I don’t run, lift weights, bike, and stay active to impress others. That is not my intention. I do it because I don’t want the alternative. I don’t want my body to decline as I age because of inactivity. For me, healthy longevity is the name of the game.
Our bodies reflect our lifestyle, how we live. Our lifestyle and the environment we live is are part of the picture of our aging process. Genes also are part of this equation. Some of these elements we can control and others we can’t, we are born with them. I look for approaches that will keep me healthier longer in life. I want a long health span vs. a long-life span.
What We Can Control
- Lifting weights helps to fight muscle loss, weak joints and frailty.
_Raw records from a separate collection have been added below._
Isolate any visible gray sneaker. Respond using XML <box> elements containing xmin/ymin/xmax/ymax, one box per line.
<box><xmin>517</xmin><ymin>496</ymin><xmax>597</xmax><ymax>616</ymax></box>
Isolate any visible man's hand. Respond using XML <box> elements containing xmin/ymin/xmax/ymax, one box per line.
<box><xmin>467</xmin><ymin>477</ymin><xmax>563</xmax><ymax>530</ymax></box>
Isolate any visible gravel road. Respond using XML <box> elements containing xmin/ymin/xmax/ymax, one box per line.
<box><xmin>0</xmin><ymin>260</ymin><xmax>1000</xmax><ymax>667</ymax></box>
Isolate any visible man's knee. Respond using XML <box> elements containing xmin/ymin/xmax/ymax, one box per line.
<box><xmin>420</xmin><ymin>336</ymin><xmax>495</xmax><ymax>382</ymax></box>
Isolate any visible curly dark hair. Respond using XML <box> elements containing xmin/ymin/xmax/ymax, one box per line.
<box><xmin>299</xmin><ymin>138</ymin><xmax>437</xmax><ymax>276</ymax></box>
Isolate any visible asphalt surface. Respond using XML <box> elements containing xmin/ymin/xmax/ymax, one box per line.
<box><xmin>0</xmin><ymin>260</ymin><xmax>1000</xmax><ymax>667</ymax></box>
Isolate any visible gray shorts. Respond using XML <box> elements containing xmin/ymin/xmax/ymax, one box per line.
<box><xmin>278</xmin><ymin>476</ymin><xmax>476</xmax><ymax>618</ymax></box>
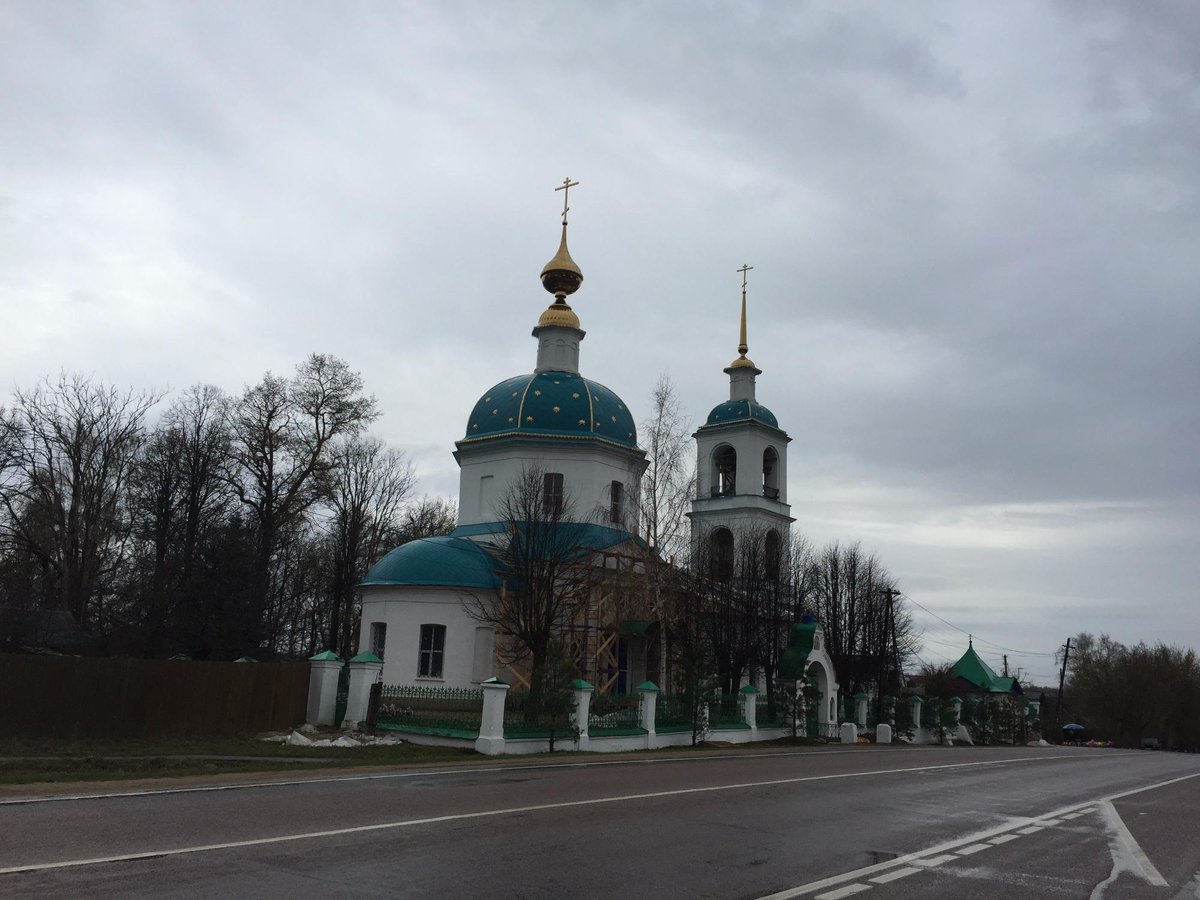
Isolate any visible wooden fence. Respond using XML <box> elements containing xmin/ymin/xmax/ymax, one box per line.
<box><xmin>0</xmin><ymin>654</ymin><xmax>308</xmax><ymax>738</ymax></box>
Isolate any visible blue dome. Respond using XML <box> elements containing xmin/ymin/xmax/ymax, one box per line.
<box><xmin>704</xmin><ymin>400</ymin><xmax>779</xmax><ymax>428</ymax></box>
<box><xmin>362</xmin><ymin>535</ymin><xmax>500</xmax><ymax>589</ymax></box>
<box><xmin>458</xmin><ymin>372</ymin><xmax>637</xmax><ymax>449</ymax></box>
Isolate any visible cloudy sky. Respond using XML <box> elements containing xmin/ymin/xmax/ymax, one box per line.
<box><xmin>0</xmin><ymin>0</ymin><xmax>1200</xmax><ymax>683</ymax></box>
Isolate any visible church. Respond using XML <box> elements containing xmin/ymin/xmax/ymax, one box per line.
<box><xmin>359</xmin><ymin>179</ymin><xmax>793</xmax><ymax>694</ymax></box>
Aging does not have to be synonymous with losing strength. Strength training can help us live longer by building muscles. Lifting weights can help reduce the risk of chronic disease and can help maintain bone density. It can also help us to maintain our independence and quality of life. We need to think of building muscle as a longevity tool.
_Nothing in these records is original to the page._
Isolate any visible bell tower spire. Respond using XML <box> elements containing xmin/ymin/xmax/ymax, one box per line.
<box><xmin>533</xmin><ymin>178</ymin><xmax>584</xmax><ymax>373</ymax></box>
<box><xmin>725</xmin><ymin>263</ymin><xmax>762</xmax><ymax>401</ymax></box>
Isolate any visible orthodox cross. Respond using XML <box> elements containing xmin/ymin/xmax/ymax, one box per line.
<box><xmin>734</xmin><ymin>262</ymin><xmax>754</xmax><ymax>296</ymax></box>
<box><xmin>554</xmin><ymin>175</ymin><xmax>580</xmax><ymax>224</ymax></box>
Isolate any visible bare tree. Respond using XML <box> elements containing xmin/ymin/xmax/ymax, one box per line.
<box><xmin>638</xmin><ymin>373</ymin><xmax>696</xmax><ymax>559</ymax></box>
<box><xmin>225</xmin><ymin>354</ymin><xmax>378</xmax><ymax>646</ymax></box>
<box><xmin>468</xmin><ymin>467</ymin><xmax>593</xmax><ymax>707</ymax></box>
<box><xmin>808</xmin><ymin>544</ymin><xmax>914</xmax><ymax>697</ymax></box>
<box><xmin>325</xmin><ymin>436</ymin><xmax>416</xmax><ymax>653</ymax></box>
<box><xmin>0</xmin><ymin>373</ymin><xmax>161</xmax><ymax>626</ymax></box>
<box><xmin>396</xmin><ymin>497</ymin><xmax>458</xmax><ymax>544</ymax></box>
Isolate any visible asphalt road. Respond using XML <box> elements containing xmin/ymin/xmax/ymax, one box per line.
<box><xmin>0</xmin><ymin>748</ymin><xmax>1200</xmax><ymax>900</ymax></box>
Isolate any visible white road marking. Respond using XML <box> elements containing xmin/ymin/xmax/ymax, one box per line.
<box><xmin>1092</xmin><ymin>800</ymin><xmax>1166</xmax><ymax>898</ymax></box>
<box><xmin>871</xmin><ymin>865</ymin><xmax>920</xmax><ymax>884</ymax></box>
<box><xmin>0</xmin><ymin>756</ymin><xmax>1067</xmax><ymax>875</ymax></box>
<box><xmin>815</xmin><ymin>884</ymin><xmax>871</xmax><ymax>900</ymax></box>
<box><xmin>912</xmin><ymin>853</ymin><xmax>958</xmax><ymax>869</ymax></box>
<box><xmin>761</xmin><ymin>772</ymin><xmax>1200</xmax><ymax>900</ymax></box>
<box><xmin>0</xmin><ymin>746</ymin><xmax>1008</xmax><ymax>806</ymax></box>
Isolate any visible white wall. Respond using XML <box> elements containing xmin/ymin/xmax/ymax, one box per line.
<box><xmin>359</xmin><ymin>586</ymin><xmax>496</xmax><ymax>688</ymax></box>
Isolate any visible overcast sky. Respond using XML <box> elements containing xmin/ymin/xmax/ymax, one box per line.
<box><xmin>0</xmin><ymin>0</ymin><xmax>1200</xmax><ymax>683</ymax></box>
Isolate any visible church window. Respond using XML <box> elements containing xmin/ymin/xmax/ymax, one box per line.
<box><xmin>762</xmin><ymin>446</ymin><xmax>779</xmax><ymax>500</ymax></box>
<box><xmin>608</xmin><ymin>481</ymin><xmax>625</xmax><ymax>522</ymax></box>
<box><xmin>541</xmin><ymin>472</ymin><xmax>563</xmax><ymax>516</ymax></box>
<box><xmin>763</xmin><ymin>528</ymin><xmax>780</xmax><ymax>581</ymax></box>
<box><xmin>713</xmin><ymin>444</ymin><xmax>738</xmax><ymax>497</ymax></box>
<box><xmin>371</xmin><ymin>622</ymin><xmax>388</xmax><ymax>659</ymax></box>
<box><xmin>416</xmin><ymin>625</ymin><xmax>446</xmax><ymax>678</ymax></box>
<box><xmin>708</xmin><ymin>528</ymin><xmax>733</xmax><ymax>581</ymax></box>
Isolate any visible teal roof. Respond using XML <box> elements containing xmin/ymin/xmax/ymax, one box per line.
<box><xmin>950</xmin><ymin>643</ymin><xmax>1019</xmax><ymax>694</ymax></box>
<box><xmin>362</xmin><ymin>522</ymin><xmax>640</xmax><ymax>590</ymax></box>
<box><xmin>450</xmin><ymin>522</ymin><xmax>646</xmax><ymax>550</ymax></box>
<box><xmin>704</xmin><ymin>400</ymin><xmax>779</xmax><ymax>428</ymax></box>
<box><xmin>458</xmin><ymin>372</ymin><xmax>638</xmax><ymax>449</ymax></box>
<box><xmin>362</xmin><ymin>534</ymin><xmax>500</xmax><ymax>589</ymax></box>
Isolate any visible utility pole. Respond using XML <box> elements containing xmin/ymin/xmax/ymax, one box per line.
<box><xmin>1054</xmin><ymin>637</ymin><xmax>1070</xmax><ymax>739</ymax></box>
- Aerobic exercise contributes to longevity. It helps to minimize heart disease, poor circulation and metabolic decline. A stronger heart allows the body to function optimally for a longer period. Aerobic activities can improve the heart’s ability to pump blood efficiently and can help lower resting blood pressure. It can also help manage blood sugar levels.
Lift, Aerobics, Recover, Repeat
Combining weightlifting and aerobic activities are the fundamentals to aging strong. We need muscle strength, and cardio in our lives. Lift 3-4 days a week. Do moderate intensity cardio a minimum of 150 minutes a week. Pick the cardio activity that you enjoy. Examples are dancing, swimming, biking, brisk walking, running, etc.
We still have time to control our future. Since we don’t know the length of our life, healthy longevity is the name of the game.